The above is true. I said it way-the-heck back in this thread -- that not even a conservative Christian would argue with that statement (the one that begins with JC...).

The reason we are still left with an issue however, is because the world into which Jesus was born and lived and taught was not a world that allowed for the self-determination brought on by democracy.

In Jesus' day you could obey or not. That was, essentially, your two options. And Jesus taught, essentially, the former. Curiously, several of his closest followers believed the latter -- and that only put further emphasis on just how strongly Jesus was teaching the former.

But that doesn't mean that Jesus would, in today's world, require that the faithful not vote -- not participate in the political process.

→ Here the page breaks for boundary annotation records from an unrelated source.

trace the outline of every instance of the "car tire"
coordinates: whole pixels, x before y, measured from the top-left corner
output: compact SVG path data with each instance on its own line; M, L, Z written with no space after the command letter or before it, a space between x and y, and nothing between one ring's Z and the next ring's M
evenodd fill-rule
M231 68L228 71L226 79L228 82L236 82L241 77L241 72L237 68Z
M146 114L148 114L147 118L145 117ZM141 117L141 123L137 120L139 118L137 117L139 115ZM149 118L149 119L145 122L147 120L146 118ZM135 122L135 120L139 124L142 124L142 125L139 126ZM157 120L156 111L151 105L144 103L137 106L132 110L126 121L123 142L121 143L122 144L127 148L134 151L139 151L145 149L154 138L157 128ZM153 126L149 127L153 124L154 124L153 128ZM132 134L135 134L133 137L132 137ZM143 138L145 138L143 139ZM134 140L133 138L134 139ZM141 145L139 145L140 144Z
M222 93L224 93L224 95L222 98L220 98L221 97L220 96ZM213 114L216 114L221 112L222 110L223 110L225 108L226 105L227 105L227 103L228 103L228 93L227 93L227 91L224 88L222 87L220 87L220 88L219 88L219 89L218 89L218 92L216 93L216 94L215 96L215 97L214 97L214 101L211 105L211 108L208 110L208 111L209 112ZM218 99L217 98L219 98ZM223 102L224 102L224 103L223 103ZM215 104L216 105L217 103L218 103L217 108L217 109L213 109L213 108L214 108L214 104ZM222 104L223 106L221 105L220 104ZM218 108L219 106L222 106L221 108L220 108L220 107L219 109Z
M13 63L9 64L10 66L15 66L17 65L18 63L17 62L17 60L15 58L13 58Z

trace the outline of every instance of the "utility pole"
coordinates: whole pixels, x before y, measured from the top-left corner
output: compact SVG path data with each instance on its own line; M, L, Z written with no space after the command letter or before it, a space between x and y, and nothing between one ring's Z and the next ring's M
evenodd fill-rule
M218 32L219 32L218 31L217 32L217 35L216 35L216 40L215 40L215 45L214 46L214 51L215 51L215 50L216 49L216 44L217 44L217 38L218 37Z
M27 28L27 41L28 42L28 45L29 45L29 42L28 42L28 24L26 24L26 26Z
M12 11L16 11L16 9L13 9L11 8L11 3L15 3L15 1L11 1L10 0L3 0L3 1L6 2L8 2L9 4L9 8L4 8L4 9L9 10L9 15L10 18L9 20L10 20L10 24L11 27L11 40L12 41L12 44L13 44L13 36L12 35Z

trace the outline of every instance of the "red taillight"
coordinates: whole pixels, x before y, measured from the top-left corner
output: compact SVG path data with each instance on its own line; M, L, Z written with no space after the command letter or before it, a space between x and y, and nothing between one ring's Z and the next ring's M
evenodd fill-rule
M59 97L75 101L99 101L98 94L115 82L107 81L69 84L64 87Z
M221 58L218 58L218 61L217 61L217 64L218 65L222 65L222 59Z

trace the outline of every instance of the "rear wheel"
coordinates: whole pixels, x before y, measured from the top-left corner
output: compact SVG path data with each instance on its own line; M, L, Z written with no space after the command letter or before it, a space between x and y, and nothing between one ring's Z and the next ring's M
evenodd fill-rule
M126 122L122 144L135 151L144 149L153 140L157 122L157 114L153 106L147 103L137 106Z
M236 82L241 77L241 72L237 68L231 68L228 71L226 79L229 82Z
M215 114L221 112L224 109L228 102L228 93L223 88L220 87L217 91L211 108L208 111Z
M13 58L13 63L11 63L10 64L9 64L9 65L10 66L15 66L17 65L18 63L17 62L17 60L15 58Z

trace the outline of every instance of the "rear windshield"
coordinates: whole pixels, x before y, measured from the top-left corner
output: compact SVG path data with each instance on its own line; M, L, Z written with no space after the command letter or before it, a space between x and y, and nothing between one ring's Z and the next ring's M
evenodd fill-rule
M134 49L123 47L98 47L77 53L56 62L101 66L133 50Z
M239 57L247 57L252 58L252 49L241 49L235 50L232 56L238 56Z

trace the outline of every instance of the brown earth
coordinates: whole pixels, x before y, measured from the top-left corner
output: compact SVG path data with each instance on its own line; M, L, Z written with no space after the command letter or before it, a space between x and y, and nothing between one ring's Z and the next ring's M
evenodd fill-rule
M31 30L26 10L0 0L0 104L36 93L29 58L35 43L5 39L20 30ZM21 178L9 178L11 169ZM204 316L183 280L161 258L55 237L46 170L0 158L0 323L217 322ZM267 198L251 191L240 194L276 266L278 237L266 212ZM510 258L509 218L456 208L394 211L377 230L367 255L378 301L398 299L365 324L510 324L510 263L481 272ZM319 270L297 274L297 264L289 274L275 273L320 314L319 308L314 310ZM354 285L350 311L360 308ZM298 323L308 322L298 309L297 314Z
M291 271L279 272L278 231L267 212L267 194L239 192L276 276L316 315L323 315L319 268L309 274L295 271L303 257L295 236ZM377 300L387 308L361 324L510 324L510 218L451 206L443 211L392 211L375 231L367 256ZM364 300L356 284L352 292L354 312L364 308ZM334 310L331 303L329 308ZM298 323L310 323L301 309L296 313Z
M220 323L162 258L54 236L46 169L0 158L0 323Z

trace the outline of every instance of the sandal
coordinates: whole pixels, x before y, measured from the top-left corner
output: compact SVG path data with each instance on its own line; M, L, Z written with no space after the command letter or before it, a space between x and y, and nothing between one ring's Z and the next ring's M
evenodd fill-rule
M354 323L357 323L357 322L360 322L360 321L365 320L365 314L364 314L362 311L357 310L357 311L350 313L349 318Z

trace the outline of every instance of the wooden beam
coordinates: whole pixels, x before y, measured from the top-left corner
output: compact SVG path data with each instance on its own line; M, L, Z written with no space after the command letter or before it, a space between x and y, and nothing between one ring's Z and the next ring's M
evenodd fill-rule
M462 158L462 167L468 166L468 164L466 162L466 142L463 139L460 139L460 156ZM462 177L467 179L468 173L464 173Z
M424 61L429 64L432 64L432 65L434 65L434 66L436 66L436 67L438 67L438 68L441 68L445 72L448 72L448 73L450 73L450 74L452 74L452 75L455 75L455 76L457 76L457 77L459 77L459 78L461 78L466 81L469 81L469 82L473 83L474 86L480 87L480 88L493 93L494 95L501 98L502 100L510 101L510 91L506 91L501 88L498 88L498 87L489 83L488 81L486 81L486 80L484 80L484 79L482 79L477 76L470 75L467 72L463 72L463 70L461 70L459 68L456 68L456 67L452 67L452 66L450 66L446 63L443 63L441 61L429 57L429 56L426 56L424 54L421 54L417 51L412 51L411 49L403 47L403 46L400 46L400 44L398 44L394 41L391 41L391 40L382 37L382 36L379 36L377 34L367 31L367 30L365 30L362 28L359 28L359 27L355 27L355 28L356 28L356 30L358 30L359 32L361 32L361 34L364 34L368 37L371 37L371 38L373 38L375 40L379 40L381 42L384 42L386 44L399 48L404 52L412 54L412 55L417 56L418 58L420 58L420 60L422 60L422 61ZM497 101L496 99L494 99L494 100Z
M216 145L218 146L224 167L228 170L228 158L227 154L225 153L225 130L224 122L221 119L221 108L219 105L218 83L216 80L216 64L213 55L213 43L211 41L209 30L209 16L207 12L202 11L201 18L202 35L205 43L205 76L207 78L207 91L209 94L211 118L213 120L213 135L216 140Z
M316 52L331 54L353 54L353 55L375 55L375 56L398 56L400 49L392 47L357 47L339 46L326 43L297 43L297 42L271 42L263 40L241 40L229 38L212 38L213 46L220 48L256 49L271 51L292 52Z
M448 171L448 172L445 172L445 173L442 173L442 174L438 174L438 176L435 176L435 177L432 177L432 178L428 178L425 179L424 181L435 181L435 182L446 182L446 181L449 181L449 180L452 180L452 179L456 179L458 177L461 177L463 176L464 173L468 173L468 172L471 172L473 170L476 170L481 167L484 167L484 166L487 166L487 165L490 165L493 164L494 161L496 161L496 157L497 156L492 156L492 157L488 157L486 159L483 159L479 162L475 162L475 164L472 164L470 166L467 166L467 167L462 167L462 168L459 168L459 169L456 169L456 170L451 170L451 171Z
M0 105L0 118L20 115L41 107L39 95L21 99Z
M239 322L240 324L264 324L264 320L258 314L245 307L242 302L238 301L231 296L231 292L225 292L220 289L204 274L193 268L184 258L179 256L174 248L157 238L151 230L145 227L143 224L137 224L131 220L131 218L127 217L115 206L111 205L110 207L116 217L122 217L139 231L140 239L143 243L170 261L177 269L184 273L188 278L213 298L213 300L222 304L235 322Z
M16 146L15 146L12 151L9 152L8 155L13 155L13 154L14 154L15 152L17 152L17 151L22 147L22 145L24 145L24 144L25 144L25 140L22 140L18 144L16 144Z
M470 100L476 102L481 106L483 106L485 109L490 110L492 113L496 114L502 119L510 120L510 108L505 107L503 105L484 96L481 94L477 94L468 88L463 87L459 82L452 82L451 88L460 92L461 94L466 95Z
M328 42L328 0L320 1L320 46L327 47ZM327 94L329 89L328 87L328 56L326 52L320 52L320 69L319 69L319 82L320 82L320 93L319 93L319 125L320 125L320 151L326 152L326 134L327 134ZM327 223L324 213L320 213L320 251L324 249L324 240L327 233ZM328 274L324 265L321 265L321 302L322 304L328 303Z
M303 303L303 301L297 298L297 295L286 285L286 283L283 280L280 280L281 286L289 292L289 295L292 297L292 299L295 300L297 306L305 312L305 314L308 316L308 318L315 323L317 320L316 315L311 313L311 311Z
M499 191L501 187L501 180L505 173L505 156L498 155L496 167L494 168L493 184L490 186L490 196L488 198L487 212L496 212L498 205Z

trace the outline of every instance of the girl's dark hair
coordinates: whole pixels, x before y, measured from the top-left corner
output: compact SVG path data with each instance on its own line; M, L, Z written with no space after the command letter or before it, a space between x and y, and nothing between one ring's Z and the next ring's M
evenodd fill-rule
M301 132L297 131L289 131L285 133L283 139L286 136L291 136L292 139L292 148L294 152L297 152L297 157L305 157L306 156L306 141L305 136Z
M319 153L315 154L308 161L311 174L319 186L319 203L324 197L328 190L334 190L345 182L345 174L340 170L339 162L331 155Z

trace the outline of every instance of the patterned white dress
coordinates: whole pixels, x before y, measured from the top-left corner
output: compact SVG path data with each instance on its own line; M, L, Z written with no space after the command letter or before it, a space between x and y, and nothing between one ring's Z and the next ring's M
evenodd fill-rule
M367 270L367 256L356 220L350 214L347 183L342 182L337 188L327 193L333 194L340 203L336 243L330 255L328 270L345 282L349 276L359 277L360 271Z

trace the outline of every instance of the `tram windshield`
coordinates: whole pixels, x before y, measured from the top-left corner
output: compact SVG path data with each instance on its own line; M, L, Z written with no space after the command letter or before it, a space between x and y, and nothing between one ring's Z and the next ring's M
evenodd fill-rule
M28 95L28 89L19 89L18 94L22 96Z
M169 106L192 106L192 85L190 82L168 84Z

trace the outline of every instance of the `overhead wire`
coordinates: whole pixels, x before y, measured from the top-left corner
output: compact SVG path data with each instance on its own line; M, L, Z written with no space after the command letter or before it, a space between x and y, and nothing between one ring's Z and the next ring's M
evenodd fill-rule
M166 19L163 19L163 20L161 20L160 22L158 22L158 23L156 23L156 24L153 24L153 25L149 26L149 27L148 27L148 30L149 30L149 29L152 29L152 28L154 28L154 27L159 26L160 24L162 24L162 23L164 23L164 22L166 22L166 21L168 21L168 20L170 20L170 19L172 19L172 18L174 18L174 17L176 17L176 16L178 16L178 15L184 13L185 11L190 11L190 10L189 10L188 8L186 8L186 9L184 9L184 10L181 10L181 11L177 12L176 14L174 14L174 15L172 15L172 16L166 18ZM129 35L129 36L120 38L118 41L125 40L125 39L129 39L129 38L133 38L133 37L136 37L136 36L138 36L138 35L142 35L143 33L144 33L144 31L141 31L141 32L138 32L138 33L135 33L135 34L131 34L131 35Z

Surely there is a HUGE range of posibility left between "authoritarianism", on the one hand, and the expression of what one believes to be the proper (moral) course of government for civilized, well-meaning, thoughtful people to vote toward in a democracy.

When you vote for a pro-choice candidate are you being "authoritarian"? When you vote for an anti-war candidate are you being "authoritarian"? When you vote for a candidate who promises to expand programs for the poor are you being "authoritarian"?

Why then, when one chooses to vote the other way, is it suddenly "authoritarainism"?